Organizar una fiesta me excede. Me imagino que cualquier cosa puede hacer que salga mal. Por eso es mejor asistir que organizar. El inicio es lo peor: la lista de invitados. Las categorías y conceptos quedan siempre cortos, se superponen, limitan y expanden al mismo tiempo: amigos y familia, colegas y conocidos, amigos de amigos que quizá queremos más cerca, dos o tres personas “por compromiso”, algunas personas no tan cercanas pero que se ofenderían de no ser invitadas, quienes no pueden verse entre ellos pero sería un error no invitar... En los últimos tiempos noto los cambios en mis propias listas: viejos amigos que ya no entran, caras nuevas que se hacen recurrentes, nombres que quizá escriba una sola vez.
Leo una de las ‘intervenciones’ de Michel Houellebecq. El pesimista escritor francés no ve motivos para juntarse, le parece hipócrita pensar en pasarla bien o divertirse. Cree que el único motivo es hacernos olvidar lo animal que hay en nosotros: la certeza de nuestra soledad y finitud; o peor: son una mascarada, sólo sirven para el cortejo. Desconfío por principio del pesimismo houellebecquiano, por egoísta, por intelectualizar el instinto, por reducir al estertor sexual todo el juego sin instrucciones de las fiestas.
En la fiesta encuentro otra cosa —sea buena o mala—: la posibilidad de crearnos otro yo.
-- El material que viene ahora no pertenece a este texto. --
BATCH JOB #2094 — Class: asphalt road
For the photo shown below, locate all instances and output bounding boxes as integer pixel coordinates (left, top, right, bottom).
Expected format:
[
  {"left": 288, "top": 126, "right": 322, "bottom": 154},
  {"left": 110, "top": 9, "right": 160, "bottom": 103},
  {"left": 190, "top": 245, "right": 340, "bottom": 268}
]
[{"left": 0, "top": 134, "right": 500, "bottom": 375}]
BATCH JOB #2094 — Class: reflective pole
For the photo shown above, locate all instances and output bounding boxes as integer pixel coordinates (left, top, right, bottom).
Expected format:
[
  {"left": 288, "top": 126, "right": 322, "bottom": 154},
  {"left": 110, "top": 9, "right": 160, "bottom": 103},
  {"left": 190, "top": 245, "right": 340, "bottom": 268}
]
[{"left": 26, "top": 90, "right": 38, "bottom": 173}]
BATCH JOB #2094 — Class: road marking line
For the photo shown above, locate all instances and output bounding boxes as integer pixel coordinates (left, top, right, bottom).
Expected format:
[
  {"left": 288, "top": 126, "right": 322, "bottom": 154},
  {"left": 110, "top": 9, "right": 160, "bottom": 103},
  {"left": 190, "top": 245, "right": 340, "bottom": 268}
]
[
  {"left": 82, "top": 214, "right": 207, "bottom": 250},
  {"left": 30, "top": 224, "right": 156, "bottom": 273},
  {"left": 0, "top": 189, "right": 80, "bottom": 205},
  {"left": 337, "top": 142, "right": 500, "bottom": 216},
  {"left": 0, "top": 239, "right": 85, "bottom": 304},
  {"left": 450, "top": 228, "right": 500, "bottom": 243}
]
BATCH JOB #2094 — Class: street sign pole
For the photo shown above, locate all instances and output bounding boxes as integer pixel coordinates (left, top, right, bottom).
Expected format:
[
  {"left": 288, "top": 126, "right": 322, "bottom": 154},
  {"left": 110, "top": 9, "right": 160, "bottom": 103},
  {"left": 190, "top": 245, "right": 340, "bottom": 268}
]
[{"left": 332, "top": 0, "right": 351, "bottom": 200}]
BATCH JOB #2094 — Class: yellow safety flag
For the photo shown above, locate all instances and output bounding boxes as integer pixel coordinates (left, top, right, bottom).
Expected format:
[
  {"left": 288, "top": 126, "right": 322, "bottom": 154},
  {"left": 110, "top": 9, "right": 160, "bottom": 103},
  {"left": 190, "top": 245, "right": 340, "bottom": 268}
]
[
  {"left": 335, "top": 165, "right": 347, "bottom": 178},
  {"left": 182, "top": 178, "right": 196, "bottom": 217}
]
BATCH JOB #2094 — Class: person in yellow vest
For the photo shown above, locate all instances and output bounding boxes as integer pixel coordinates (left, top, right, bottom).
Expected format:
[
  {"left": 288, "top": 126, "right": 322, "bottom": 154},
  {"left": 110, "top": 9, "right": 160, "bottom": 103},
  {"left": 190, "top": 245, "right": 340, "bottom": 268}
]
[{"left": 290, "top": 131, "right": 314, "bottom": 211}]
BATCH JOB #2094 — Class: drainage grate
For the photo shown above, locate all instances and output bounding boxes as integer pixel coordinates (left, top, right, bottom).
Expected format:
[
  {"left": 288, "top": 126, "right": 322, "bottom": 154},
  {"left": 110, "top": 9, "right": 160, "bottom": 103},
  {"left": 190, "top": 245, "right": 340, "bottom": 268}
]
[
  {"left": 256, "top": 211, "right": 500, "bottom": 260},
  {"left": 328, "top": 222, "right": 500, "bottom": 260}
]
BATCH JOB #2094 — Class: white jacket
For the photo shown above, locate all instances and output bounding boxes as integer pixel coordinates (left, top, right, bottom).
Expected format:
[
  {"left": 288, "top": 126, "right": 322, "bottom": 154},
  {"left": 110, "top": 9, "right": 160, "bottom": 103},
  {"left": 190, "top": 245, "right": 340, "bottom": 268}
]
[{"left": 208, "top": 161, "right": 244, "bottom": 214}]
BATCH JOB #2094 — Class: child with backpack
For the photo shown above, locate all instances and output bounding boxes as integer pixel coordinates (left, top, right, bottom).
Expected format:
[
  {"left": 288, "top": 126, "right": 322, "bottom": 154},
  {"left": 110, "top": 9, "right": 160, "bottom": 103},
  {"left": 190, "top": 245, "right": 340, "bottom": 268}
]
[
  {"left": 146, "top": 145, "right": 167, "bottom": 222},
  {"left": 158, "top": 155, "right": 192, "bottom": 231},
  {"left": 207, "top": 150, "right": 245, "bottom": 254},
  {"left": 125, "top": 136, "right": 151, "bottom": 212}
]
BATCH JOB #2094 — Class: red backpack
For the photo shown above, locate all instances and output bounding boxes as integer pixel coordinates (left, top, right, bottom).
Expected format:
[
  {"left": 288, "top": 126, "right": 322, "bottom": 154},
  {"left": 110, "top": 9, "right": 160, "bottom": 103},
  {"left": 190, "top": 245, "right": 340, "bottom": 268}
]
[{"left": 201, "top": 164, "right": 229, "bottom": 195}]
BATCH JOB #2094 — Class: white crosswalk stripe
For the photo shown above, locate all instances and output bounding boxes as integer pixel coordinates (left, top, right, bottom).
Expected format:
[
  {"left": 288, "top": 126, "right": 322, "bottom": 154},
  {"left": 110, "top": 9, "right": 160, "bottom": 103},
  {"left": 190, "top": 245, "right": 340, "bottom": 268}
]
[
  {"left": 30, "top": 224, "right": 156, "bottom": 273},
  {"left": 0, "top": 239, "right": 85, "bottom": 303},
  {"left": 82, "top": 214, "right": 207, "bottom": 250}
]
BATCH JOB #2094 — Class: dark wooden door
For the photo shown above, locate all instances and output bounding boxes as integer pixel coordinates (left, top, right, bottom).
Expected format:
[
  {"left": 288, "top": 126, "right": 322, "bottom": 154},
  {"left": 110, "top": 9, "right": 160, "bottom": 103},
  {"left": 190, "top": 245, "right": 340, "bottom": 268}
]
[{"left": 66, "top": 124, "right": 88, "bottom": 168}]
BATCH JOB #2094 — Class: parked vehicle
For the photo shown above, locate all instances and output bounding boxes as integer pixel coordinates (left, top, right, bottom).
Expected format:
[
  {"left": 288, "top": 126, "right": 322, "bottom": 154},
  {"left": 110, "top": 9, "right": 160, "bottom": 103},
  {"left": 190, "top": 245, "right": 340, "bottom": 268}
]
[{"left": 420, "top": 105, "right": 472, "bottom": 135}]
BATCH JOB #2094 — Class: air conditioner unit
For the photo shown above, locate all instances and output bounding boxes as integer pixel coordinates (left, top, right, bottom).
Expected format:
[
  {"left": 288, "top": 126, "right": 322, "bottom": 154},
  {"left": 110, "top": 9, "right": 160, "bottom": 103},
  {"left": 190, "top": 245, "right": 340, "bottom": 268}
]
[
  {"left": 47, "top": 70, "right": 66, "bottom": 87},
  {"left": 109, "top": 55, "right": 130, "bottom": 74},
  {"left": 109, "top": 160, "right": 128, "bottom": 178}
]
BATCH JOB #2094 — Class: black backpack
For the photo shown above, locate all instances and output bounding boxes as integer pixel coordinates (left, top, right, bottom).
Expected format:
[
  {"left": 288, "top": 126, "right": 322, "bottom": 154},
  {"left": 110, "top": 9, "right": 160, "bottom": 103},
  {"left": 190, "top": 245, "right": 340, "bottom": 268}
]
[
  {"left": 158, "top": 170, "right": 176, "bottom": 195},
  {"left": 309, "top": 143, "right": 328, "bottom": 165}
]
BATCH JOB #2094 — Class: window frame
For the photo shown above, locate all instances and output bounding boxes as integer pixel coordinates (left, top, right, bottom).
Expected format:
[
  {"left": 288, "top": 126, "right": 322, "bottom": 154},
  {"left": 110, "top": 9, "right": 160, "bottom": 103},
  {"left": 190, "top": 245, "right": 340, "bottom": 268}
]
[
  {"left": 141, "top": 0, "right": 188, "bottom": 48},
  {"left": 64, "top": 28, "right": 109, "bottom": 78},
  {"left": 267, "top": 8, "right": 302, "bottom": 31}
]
Mi ansiedad inicial se relaja: es cosa de un par de tragos, de que pasen unas horas, de ir rodando entre grupos. Lo veo en otros y en mí: las risas que llenan la sala, las conexiones improbables, los rencores que disipa estar en grupo, los cigarros o risas compartidos con aquel a quien hace tiempo no podíamos ni saludar. Toda fiesta supone una sutil cacería prevista entre el baile y la conversación, una camaradería lúdica en torno a lo que se puede decir sobre los otros (inmejorable lugar para hacer rodar el rumor, para enterarse de lo inaudito, para atestiguar incluso el nacimiento del chisme).
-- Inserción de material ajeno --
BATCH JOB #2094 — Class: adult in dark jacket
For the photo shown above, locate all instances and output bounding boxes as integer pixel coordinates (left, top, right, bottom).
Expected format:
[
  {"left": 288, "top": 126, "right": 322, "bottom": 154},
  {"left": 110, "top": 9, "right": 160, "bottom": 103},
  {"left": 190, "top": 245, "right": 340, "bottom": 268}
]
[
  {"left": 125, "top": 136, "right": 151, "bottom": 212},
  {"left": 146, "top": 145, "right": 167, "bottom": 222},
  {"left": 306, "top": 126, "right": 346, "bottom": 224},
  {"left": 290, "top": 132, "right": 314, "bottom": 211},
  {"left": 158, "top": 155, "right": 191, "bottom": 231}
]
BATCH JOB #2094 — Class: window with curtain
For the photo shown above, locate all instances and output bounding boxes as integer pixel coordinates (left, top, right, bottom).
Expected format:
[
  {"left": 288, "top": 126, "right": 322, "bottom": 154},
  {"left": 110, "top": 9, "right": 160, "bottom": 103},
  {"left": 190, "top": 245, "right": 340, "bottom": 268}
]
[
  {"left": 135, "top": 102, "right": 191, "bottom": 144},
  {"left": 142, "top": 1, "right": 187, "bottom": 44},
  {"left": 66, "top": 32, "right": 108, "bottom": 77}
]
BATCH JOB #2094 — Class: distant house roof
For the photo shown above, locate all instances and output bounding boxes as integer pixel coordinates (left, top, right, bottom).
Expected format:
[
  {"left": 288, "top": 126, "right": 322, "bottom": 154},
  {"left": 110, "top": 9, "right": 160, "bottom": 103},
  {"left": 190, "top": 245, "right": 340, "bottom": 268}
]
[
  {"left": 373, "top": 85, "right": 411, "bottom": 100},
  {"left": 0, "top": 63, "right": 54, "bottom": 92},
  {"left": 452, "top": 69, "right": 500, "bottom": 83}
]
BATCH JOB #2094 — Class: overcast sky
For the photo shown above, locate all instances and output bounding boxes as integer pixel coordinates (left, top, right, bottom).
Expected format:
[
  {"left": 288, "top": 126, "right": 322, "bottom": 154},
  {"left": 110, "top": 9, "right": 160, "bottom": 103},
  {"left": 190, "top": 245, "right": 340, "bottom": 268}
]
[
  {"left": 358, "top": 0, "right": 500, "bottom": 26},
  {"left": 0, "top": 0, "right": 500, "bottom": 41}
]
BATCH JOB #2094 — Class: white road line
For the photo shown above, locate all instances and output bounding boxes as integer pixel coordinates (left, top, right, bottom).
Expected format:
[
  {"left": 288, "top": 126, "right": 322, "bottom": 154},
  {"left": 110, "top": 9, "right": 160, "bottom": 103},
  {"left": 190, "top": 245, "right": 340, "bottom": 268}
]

Y aunque disfruto el desarrollo de la velada, es su final lo que me intriga. Cuando mi casa se vacía de a poco, cuando las conversaciones ya no tienen que hacerse a gritos porque el cuchicheo basta, y se van juntas improbables parejas, cuando la música ya es muy alta para los pocos invitados que quedan o alguien busca servirse un último trago, casi siempre sin hielo. Ese rumor de los adioses me hace recordar el poema de Roberto Juarroz: “En el centro de la fiesta / está el vacío. / Pero en el centro del vacío / hay otra fiesta”. Infinitas fiestas de la memoria, que las hace eternas, en pasado y presente al mismo tiempo.
Cada año es lo mismo, me prometo no recibir a más personas en mi pequeño departamento, evitar las decenas de botellas vacías, los vasos rotos, el olor a cigarro, las quejas de los vecinos, el hurto hormiga de algunos libros. Pero me engaño, sé que todas las fiestas están por hacerse. Quizá al final todo es una excusa para propiciar el encuentro, uno solo, anhelado y entrevisto a lo largo de la noche, para terminar como en aquel poema de Cortázar: “nos quedábamos los dos / entre vasos vacíos y ceniceros sucios”. Para llegar a ese fin de fiesta que anuncia el comienzo de otra, para darse cuenta de que en el centro del vacío sí hay otra fiesta y no hay forma de que algo salga mal.
Julio González es ensayista y editor de 'Nexos'.